The expert had more questions about the alleged yacht. “How does a 49-foot sailboat find the pipelines in the Baltic Sea? The pipelines are not that big and they are not on the charts that come with the lease. Maybe the thought was to put the two divers into the water”—not very easy to do so from a small yacht—“and let the divers look for it. How long can a diver stay down in their suits? Maybe fifteen minutes. Which means it would take the diver four years to search one square mile.

“None of these questions is asked by the media. So you have six people on the yacht—two divers, two helpers, a doctor and a captain leasing the boat. One thing is missing—who is going to crew the yacht? Or cook? What about the logbook that the leasing company must keep for legal reasons?

“None of this happened,” the expert told me. “Stop trying to link this to reality. It’s a parody.”

The stories in the New York Times and the European press have given no indication that any journalist was able to board and physically examine the yacht in question. Nor do they explain why any passengers on a yacht would leave passports, fraudulent or otherwise, on board after a rental. There have been photographs of a sailboat in dry dock named Andromeda published.

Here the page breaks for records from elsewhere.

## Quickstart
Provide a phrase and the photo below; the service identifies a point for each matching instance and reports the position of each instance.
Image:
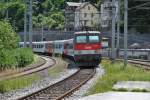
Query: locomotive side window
(93, 39)
(81, 39)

None of this can save a bad cover story, the intelligence export told me. “The effort to turn fiction into truth will go on forever. Now it’s a picture of a sailboat that appears after the investigation that can’t be traced—with no license number where it legally should be. The Andromeda has replaced the Piltdown man in the press.”

The expert had one final thought: “In the world of professional analysts and operators everyone will universally and correctly conclude from your story that the devilish CIA concocted a counter-op that is on its face so ridiculous and childish that the real purpose was to reinforce the truth.”